Based on the forecast, sales for February 2002 will be $17,063 (Australian dollar).
model_B_forecast <- forecast(souvenir_model_B, h = 14)
pander(model_B_forecast$mean, caption = "Souvenir Sales Forecasts from January 2001 to February 2002", split.table = Inf)
| Â | Jan | Feb | Mar | Apr | May | Jun | Jul | Aug | Sep | Oct | Nov | Dec |
|---|---|---|---|---|---|---|---|---|---|---|---|---|
| 2001 | 9780 | 13243 | 20442 | 15144 | 16225 | 16996 | 19894 | 19591 | 21864 | 24530 | 40145 | 86909 |
| 2002 | 12601 | 17063 | NA | NA | NA | NA | NA | NA | NA | NA | NA | NA |
model_A_forecast <- forecast(souvenir_model_A, h = 14)
pander(accuracy(model_A_forecast, souvenir_valid.ts), caption = "Accuracy of Model A on Souvenir Sales", split.table = Inf)
|  | ME | RMSE | MAE | MPE | MAPE | MASE | ACF1 | Theil’s U |
|---|---|---|---|---|---|---|---|---|
| Training set | -5.684e-14 | 5365 | 3205 | 6.968 | 36.75 | 0.8559 | 0.4048 | NA |
| Test set | 8252 | 17452 | 10055 | 10.53 | 26.67 | 2.685 | 0.3206 | 0.9076 |
pander(accuracy(model_B_forecast, souvenir_valid.ts), caption = "Accuracy of Model B on Souvenir Sales", split.table = Inf)

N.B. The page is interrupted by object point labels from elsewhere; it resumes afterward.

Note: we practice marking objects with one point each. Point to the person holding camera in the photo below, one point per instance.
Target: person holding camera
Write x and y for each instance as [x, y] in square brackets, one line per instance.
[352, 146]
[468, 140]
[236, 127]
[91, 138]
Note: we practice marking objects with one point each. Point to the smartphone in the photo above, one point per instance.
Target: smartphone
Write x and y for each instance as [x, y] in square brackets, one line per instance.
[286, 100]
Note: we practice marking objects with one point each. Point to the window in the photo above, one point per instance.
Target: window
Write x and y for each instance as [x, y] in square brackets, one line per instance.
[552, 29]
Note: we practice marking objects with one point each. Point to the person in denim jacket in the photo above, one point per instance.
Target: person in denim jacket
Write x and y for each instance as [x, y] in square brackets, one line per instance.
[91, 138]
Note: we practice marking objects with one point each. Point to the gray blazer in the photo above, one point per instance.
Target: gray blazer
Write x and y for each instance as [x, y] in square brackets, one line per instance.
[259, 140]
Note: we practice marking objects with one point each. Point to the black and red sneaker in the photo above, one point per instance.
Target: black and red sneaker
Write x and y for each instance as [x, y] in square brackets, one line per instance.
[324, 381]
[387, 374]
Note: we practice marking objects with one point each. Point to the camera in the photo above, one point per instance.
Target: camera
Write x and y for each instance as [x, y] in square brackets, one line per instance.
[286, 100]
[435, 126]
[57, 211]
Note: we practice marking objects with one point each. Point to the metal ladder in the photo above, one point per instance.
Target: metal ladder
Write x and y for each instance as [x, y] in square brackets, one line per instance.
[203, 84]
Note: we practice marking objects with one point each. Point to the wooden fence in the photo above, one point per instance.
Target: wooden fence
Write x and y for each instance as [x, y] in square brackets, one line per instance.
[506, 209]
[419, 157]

|  | ME | RMSE | MAE | MPE | MAPE | MASE | ACF1 | Theil’s U |
|---|---|---|---|---|---|---|---|---|
| Training set | 197.5 | 2865 | 1671 | -1.473 | 13.94 | 0.4463 | 0.4381 | NA |
| Test set | 4824 | 7101 | 5192 | 12.36 | 15.52 | 1.386 | 0.4245 | 0.461 |
plot(souvenir_valid.ts, main = "Forecasting Monthly Sales by Shop X in Queensland, Australia in 2001", xlab = "Month", ylab = "Sales (Australian Dollars)", type = "n", xaxt = "n", yaxt = "n", bty = "l")

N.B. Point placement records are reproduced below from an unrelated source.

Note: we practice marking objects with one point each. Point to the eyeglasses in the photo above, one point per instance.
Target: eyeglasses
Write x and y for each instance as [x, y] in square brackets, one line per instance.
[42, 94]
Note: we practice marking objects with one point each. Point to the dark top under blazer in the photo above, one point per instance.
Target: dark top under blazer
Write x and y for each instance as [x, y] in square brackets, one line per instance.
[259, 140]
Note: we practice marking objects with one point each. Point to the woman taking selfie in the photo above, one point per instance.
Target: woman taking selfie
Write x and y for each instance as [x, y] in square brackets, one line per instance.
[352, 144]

lines(souvenir_valid.ts, col = "black")
lines(model_A_forecast$mean, col="#FCC02A", lwd = 2)
lines(model_B_forecast$mean, col="#008080", lwd = 2)
axis(1, at = seq(2001,2001+11/12, 1/12), labels = c("Jan.", "Feb.", "Mar.", "Apr.", "May", "Jun.", "Jul.", "Aug.", "Sep.", "Oct.", "Nov.", "Dec."))
axis(2, at = seq(0, 125000, 25000), labels = format(seq(0, 125000, 25000), las = 2))
legend(x = "topleft", legend = c("Souvenir sales", "Model A", "Model B"), col = c("black", "#FCC02A", "#008080"), lty = c(1, 1), bty = "n")
When plotting actual monthly souvenir sales in 2001 against the forecasts from Model A and Model B, we can see that Model B is more preferable forecast model as it hugs actual results closer than Model A. Also, from the summary tables above, not only does Model B have a greater adjusted R-squared value (1 compared to 0.7476) but Model B also has lower MAPE (15.52 to 26.67) and MASE (1.386 to 2.685) values.